Since it is notoriously difficult to generate an adequate immune response against soluble peptides and proteins, immunisation with an appropriate adjuvant is essential (Mahairas et al, 1995). Consequently the results obtained across all tests for the different vaccines, containing the two tested adjuvants, provide valuable information and insight into the effectiveness of the adjuvants.
Data was collected in this study to determine the optimum antigen concentration and day of T-cell proliferation (Table 31). It is important to determine the optimum antigen concentration for T-cell proliferation. This is due to the fact that if the antigen is present in too higher concentrations it may exert a toxic effect on the lymphocytes, too low a concentration may be insufficient to stimulate any response at all. Three antigen concentrations were tested in this research, 2. 5, ug, Szg and 10pLg/ml. From statistical analysis it was found that Day 3 with a stimulating antigen concentration of 2. 5, ug/1nl gave the highest T-cell proliferations in most situations (Table 31).
The three tissue samples that were chosen to perform T-cell proliferations, were selected for their ability to represent the different aspects of the immune response. Spleen T- cell proliferations are indicative of a systemic immune response, whereas the Peyer's patches were tested for evidence of a mucosal immune response (Bouvet, Decroix & Pamonsinlapatham, 2002). Mesenteric lymph nodes, which are also a part of the mucosal associated lymphoid tissue (MALT), were tested (Roitt & Delves, 1997). However since the Peyer's patches have first contact with an antigen, and play a role in stimulating antigen- sensitised lymphocytes, they were chosen as the primary indicator of a mucosal immune response. These stimulated lymphocytes from the Peyer's patches enter the lymph and drain through the mesenteric lymph nodes (Roitt & Delves, 1997). Consequently the mesenteric lymph nodes were used as a secondary indicator of a mucosal immune response, in the instance that an insufficient quantity of Peyer's patches was obtained. Since the Peyer's patches gave a sufficient indication of T-cell proliferations, the mesenteric lymph nodes will not be further discussed.
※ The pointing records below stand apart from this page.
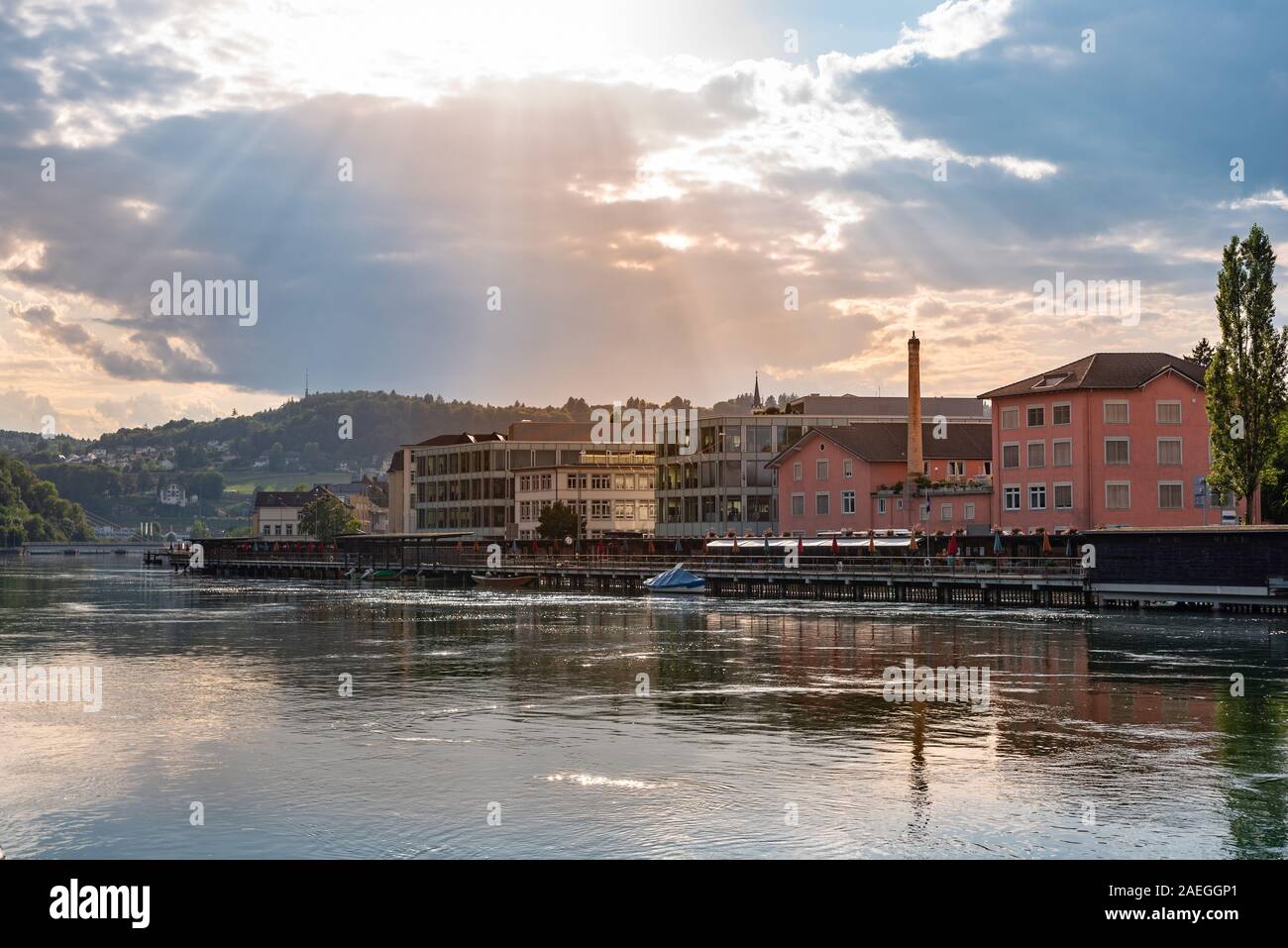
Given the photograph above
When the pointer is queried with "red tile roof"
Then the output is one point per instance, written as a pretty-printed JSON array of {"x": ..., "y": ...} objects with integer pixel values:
[
  {"x": 877, "y": 442},
  {"x": 1104, "y": 369}
]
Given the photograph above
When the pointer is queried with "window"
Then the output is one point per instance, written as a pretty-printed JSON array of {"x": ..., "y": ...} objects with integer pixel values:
[
  {"x": 1168, "y": 453},
  {"x": 1050, "y": 381}
]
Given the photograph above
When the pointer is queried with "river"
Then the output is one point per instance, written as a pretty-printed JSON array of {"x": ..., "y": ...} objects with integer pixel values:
[{"x": 545, "y": 724}]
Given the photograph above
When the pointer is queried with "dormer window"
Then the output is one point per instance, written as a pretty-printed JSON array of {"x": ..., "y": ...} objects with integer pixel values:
[{"x": 1050, "y": 381}]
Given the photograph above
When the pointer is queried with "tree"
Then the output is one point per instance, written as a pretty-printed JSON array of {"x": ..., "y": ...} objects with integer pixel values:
[
  {"x": 1245, "y": 390},
  {"x": 558, "y": 520},
  {"x": 1202, "y": 353},
  {"x": 326, "y": 518}
]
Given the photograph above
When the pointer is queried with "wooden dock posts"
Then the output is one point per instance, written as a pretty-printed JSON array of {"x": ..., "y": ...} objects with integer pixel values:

In general the systemic immune response was better than the mucosal, shown by higher proliferation of spleen cells, compared to that of the Peyer's patches and mesenteric lymph nodes. The preferred aim of orally administering the vaccines is to induce a mucosal immune response. It has long been hypothesised that immunisation via one mucosal surface

will lead to enhanced immunity at other mucosal surfaces (Famularo, 1997). Doherty (et al, 2002) found that orally administering a booster vaccine, produced high levels of protection in the lungs of previously primed animals, displaying the ability to confer immunity across mucosal surfaces. Induction of an immune response at the mucosal surface is of major interest because of its ability to modulate colonisation by commensals, as well as increase defenses against penetration of pathogens through the epithelium, reducing their concentration to a harmless level (Bouvet, Decroix & Pamonsinlapatham, 2002). The ability to prevent establishment of M. tuberculosis in the body would be an extremely beneficial achievement.


Results from immunoglobulin testing further reinforce that a strong systemic immune response was obtained, shown through an increase in Total IgG levels in serum (Table 35).
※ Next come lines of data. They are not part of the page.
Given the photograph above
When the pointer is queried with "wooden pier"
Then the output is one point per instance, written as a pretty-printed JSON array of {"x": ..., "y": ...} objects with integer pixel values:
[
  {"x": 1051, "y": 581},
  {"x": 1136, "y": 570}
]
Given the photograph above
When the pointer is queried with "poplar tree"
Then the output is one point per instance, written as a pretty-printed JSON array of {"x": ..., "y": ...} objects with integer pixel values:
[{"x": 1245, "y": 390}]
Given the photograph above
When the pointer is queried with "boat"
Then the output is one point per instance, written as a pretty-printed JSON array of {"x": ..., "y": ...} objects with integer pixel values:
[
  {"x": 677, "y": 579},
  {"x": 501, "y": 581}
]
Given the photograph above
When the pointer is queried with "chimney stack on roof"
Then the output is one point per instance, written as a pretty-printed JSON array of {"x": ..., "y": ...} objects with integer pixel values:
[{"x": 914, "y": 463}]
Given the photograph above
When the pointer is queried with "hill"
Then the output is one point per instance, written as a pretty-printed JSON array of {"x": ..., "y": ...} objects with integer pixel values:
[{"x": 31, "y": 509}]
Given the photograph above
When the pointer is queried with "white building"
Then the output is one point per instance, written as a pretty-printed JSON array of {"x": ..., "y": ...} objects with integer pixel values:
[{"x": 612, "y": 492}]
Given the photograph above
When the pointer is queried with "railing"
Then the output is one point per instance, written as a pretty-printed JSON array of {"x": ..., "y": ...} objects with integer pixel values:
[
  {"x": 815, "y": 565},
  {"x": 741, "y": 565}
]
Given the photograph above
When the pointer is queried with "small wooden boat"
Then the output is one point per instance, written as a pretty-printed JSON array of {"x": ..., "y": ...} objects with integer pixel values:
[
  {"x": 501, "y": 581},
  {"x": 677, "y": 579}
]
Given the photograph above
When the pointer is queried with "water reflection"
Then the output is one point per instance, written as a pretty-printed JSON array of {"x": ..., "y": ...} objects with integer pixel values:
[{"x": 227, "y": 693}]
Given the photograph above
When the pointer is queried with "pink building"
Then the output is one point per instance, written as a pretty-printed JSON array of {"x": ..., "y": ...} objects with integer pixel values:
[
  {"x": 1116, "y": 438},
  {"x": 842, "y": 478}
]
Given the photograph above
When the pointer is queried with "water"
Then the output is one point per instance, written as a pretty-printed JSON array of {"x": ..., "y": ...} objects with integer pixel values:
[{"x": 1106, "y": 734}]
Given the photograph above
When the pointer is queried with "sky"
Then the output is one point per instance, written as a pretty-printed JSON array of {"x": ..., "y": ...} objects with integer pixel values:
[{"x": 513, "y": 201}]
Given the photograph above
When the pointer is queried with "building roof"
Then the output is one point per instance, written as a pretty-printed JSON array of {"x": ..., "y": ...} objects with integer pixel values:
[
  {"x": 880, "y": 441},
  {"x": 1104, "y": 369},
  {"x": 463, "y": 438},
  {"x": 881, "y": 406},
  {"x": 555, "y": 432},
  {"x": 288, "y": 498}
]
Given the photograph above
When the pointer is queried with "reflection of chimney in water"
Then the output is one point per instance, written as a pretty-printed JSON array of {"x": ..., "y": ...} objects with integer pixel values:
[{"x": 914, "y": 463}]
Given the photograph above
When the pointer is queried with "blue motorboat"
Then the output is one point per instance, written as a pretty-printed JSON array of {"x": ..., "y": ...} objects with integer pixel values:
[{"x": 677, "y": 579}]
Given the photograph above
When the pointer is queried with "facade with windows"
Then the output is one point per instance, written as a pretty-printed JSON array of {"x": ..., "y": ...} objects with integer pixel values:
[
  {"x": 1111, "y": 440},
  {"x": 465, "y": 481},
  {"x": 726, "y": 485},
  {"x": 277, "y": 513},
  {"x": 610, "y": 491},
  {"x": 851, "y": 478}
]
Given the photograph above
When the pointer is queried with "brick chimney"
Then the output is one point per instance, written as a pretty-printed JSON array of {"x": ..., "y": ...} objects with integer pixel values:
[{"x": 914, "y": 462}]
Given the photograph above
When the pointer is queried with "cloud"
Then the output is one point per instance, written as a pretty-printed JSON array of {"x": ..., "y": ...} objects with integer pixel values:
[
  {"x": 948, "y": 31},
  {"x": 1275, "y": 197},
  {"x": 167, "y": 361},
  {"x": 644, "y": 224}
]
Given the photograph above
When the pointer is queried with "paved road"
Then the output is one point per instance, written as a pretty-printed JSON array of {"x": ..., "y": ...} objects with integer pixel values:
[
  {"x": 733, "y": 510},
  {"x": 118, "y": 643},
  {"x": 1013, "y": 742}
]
Low IgA levels were observed (Table 35). Secretory IgA is the predominant form of antibody that mediates specific immunological defense at mucosal surfaces, and has been found to have a role in limiting respiratory infections (Gleeson et al, 1999). The low IgA response to vaccines 1 and 2 containing the adjuvant P. jensenii 702, could be due to the need for a longer exposure time to the bacteria to obtain the desired mucosal immune response.
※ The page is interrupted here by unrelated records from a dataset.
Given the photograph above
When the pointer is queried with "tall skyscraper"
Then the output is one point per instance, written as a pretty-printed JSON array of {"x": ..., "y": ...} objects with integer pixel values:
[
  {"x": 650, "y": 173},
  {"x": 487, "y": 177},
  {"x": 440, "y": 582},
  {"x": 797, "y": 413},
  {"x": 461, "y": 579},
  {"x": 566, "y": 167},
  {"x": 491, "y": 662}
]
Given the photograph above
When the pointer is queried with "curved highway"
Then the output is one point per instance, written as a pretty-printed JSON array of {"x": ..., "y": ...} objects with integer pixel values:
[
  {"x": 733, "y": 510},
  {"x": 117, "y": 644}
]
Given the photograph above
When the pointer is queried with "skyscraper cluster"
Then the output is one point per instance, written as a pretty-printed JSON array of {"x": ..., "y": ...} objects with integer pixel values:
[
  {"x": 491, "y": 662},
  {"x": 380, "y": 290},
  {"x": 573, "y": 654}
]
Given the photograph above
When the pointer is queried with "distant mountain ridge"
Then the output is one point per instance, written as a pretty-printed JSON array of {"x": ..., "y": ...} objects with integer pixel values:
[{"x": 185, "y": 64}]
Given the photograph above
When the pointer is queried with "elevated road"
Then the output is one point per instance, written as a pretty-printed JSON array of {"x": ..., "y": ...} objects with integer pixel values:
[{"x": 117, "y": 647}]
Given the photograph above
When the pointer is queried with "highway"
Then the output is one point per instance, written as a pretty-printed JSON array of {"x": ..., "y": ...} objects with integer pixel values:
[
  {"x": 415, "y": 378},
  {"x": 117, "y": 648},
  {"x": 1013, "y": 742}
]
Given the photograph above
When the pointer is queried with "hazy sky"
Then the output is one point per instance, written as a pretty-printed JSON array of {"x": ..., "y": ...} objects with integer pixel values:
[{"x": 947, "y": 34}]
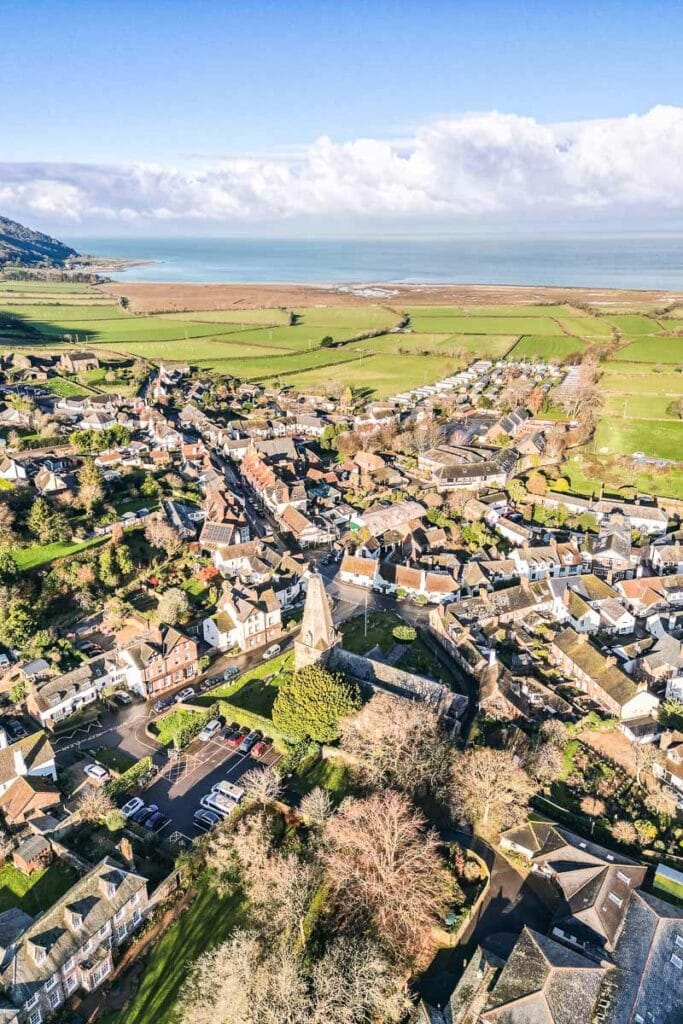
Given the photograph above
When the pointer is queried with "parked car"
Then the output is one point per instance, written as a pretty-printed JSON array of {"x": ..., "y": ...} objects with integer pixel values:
[
  {"x": 210, "y": 730},
  {"x": 260, "y": 748},
  {"x": 249, "y": 741},
  {"x": 97, "y": 773},
  {"x": 236, "y": 738},
  {"x": 217, "y": 803},
  {"x": 206, "y": 819},
  {"x": 162, "y": 705},
  {"x": 132, "y": 807},
  {"x": 229, "y": 790},
  {"x": 144, "y": 812},
  {"x": 156, "y": 821}
]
Bouvet et al (2002) found that the extent of the immune response is associated with the degree of colonisation of the vaccine microorganism. Subsequently this suggests that allowing sufficient time for the colonisation of P. jensenii 702 would further improve its activity as a vaccine vector.
From the faecal plate counts for P. jensenii 702 (Table 28) it can be seen that at least 7 days were required to obtain viable P. jensenii 702 counts from the mice faeces, however at the same time there was not a corresponding reduction in total anaerobes (Table 29). In previous research by Huang (2002) in male Wistar rats it took one month for P. jensenii 702 to colonise, and it was not until a competitive colonisation of P. jensenii 702 occurred that a reduction of anaerobes was evident. Further measures in this study, such as beneficial production of Vitamin B 12 and reduction of serum cholesterol levels, also revealed that it took a month for the bacteria to establish, before it could exert any beneficial effect on the host (Huang, 2002). For P. jensenii 702 to work as an efficient adjuvant in producing a mucosal response, exposure time may be critical. It is also likely that this colonisation period is species specific.
Results from Peyer's patches indicate that the vaccine can stimulate a mucosal immune response when cholera toxin is the adjuvant (Tables 32-34). Therefore there is no doubt that the vaccine itself is effective as an oral vaccine in stimulating a mucosal and systemic immune response. This is an important finding since oral vaccination to facilitate effective mucosal and systemic immunity has to date been largely ineffective (Russell-Jones, 2000 ; Doherty et al, 2002).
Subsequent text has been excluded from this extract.